“Before Lyricism” by Eleni Vakalo [Why This Book Should Win]

This morning’s entry in the “Why This Book Should Win” series is from BTBA judge and Riffraff co-owner, Emma Ramadan.

Before Lyricism by Eleni Vakalo, translated from Greek by Karen Emmerich (Greece, Ugly Duckling Presse)

I would happily and readily make the argument that of all the books on the BTBA poetry longlist this year, Eleni Vakalo’s Before Lyricism was without a doubt the most difficult to translate. Made up of six book-length poems, the poems in Before Lyricism get at a version of reality that can only be accessed by making someone hear and see an image through the written word.

The shape of the forest has
The shape of a jellyfish
That you catch in your hands and it slips through
As a wave
Pushes it out
Perhaps this happens
It moves
Opening seashores
That are white
The fresh ones glisten
While the others
Are white all through
You’ll find too the bones of the drowned

Now I’ll push out my heart
But no
Since jellyfish
Have no blood

If I pretended for so long to be writing poems, it was only so I could speak of the forest.

These poems don’t have a setting or a thread of movement. The most accurate thing would be to say that these poems are set in Vakalo’s mind and in our minds and nowhere else. Poems that seem to start out as straightforward descriptions peel apart in our hands as we read, every line taking another layer with it so that what we are left with is a series of jarring images that reverberate with an energy of abstraction. Her translator Karen Emmerich describes in an excellent interview for Tupelo Quarterly, “That’s what all of reading Vakalo feels like to me: being in the sea in a moment of utter calm, and then finding that the water I’m standing in is so many more things than I thought—and the calm of the sea and of me becomes host to an undercurrent, if not of fear, then of astonishment at the unfamiliar.”
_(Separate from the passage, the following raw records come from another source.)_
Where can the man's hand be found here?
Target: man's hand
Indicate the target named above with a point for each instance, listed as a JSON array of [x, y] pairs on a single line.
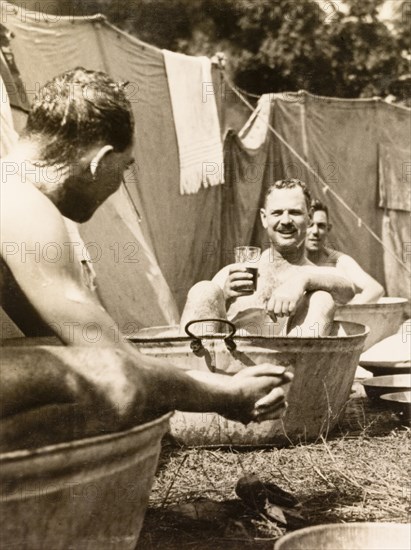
[[256, 393], [285, 299], [238, 283]]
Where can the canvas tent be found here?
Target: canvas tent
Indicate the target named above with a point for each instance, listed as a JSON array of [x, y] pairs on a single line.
[[359, 147]]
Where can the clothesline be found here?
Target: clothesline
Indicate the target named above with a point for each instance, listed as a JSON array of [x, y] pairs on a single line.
[[325, 186]]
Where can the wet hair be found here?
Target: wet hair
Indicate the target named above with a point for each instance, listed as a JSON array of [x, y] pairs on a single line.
[[77, 109], [318, 206], [291, 183]]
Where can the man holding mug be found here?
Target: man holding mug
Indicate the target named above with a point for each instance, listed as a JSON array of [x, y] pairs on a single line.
[[293, 296]]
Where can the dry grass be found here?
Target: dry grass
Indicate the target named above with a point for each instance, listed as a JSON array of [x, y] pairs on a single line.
[[355, 476]]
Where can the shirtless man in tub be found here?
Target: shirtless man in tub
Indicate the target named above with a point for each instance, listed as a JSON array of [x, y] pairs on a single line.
[[293, 297], [77, 143]]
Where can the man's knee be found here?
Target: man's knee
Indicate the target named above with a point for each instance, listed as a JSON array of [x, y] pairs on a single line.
[[323, 301], [205, 300]]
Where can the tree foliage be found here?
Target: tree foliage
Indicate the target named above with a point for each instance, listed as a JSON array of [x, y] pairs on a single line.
[[278, 45]]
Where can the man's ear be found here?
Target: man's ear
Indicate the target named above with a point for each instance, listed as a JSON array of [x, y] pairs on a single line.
[[98, 158], [263, 216]]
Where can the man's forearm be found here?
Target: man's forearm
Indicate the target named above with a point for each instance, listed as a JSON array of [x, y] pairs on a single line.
[[168, 388], [341, 289]]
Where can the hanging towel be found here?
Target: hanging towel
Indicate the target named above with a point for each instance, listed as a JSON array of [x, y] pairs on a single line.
[[196, 121]]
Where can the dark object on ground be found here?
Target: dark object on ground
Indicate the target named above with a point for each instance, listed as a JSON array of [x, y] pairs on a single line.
[[377, 386]]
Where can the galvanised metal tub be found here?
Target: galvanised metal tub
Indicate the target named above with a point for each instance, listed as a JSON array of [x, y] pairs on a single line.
[[348, 536], [383, 318], [323, 368], [89, 494]]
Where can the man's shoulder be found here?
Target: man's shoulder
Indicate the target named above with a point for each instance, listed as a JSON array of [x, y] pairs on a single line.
[[26, 213]]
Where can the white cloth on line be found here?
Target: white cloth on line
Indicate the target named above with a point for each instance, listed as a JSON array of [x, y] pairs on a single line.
[[196, 121]]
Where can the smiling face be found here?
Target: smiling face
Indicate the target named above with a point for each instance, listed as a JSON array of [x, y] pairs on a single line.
[[285, 217], [317, 232]]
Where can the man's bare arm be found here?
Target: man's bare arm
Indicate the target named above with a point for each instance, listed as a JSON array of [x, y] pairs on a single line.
[[330, 280], [370, 290]]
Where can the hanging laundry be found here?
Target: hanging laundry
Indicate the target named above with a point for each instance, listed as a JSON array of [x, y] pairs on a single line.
[[196, 121]]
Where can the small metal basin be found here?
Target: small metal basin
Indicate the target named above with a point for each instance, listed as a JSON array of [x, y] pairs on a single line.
[[348, 536]]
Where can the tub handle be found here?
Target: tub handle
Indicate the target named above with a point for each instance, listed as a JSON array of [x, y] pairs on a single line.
[[196, 344]]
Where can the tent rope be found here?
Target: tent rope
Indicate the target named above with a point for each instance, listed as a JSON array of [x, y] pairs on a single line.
[[325, 186]]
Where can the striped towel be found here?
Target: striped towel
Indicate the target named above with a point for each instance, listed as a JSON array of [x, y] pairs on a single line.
[[196, 121]]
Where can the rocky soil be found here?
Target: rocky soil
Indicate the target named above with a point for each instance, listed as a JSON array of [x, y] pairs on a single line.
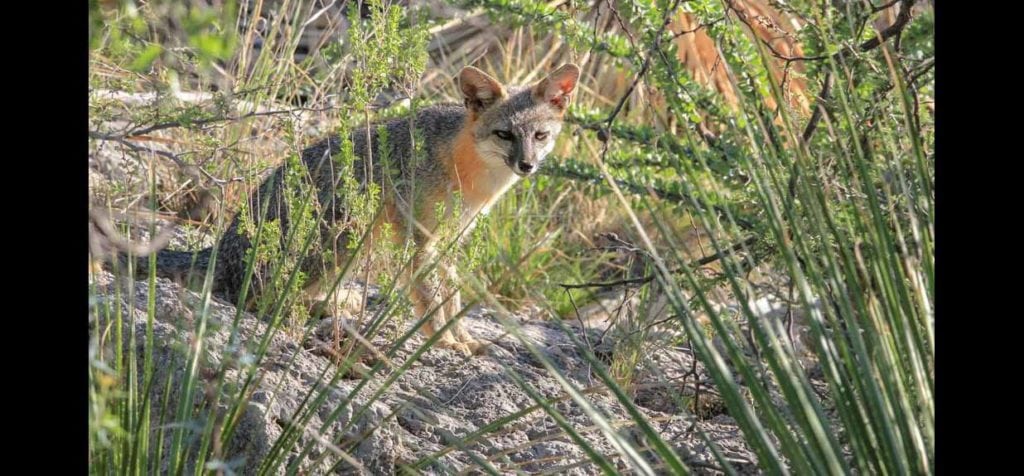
[[436, 418]]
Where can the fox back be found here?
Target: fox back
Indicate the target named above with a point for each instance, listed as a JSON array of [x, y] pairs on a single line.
[[469, 156]]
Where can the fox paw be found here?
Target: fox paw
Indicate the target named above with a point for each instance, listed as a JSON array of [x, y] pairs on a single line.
[[475, 347]]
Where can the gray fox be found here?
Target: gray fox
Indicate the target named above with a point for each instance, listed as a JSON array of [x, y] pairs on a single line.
[[473, 153]]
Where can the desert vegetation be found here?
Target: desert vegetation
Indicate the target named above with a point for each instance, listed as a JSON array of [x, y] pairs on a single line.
[[726, 266]]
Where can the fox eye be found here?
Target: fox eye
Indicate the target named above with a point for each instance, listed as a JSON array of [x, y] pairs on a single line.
[[504, 135]]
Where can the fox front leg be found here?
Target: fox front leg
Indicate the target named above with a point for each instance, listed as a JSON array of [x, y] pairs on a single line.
[[454, 308], [425, 292]]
At night people betray one another
And when the forest
To smother you
You cry out
As if
You were not in
The forest

Vakalo pushes the Greek language to its limits, stretching its syntax and playing up its room for ambiguity. As Emmerich elaborates in her translator’s note at the end of the book, “Before Lyricism is intensely inward-looking in its disruption of conventional grammar and syntax, which render it resistant to familiar modes of translation . . . Greek is an inflected language in which word endings indicate grammatical function . . . Writers can manipulate these elements in such a way as to push their texts to the limits of intelligibility . . . Vakalo does just that: she intensifies the particular forms of grammatical ambiguity available in Greek by recasting its syntax in unexpected ways.”

If this poem is filled with the beating of wings
It’s because you hear birds

You don’t just see them

Emmerich spent over a decade translating these poems. The difficulty, she says in her Tupelo Quarterly interview, is that “what Vakalo is doing in this regard simply isn’t something that English can do. The languages aren’t the same. In many places, given the tyranny of the word order in English, there are clear subjects or objects for my verbs, in places where there aren’t for hers. What I tried to do instead was just let other forms of ambiguity exist, syntactical, grammatical, interpretive . . . I wanted there not to be a clear image, always, but rather a sense of something . . . I just had to let myself go, mess with all the pieces and make something I thought was equally disturbing, mixing issues of innocence and guilt in a similar way of effacing the boundary between actor, action, and effect . . . Yet the cumulative impression is somehow still comprehensible. There’s a point, a thing to understand but not untangle.”

Striking the spider
The spasm as it falls
And its legs contract and tangle
In three closed corners
The whole spider shrinking
Death when it suddenly comes
With a swift pain from the strike
And that power you have in your hands
The image of these moments gathers
As passing you saw it on the wall
Creeping with its eight legs
In an odd rhythmic arrangement
The rapid change
In the scene, starting with the strike,
Transforms the innocent into intent.

Emmerich’s stunning translation is nothing short of miraculous in its ability to evoke the same feelings of both alarming confusion and immediate comprehension in her English readers as Vakalo was able to evoke in her Greek readers. This book shimmers with a new layer of reality, with new poetic possibilities, and it is a gift to English readers to be able to access both.